Zuul references cleaner
Zuul mergers create a vast number of git references under /refs/zuul
which are never garbage collected.
With hundred of thousands of references, that makes git fetch operations
very slow since git uploads all references to Gerrit to synchronize the
Zuul maintained repository. On one of Wikimedia busy repository
(mediawiki/core) we had 55000 such references and it can take up to 18
seconds for a fetch to complete. I have seen occurences of a merge
taking 2 minutes to complete.
As such, this tiny script clears out references for which the commit date
of the pointed commit object is older than 360 days (the default).

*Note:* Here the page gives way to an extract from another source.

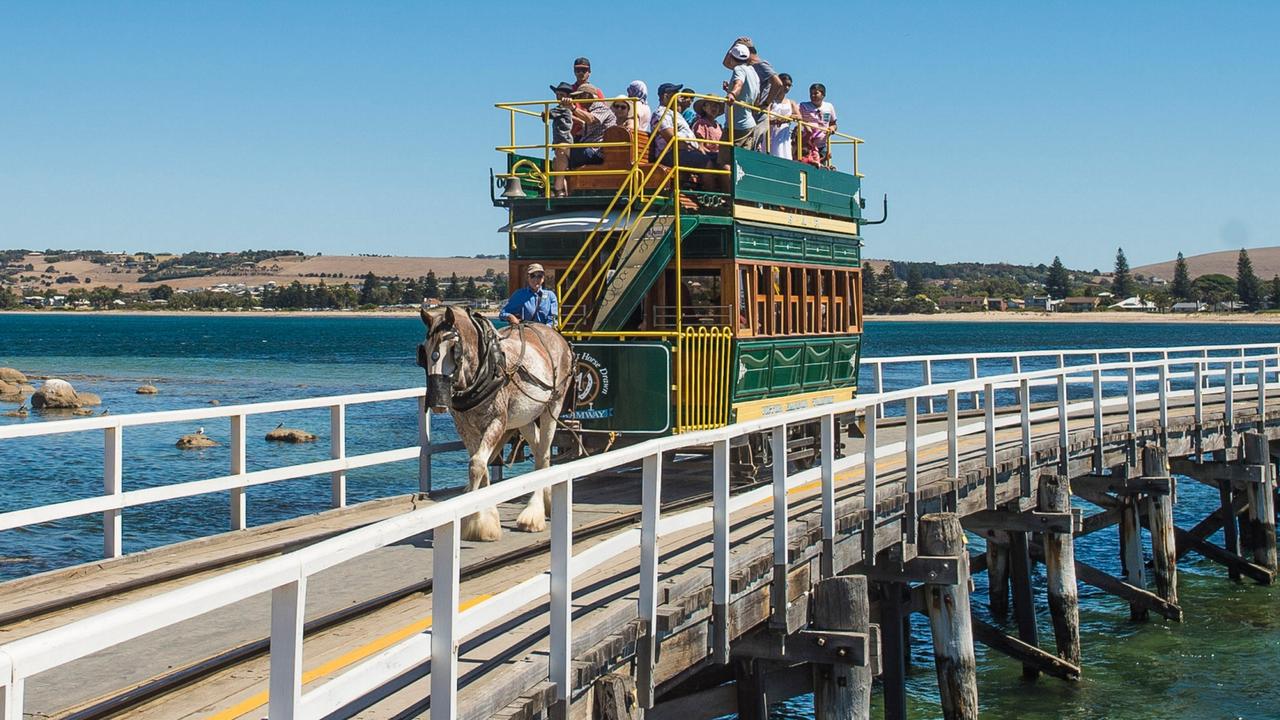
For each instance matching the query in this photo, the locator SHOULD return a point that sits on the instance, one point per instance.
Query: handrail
(238, 479)
(286, 575)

It is not perfect since a recent reference can well point to an old
object. That would be the case on repositories that are barely active.

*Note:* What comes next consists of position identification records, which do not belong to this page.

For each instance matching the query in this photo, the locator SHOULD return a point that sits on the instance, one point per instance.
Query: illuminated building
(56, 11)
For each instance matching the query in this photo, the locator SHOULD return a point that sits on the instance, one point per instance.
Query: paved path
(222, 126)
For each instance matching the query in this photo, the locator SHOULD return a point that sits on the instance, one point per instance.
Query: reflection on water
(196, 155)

In such case the ref will be gone despite it being recently created.
A better way would be to vary Zuul references by using month/day which
will let one easily garbage collect them. But I am being lazy and that
would not let us clear out references using the current scheme.
Example usage:
zuul-clear-refs.py --verbose --dry-run --until 90 /srv/zuul/git/project
Would show a list of references pointing to commit dates older than 90
days and output a message whenever the script would delete them.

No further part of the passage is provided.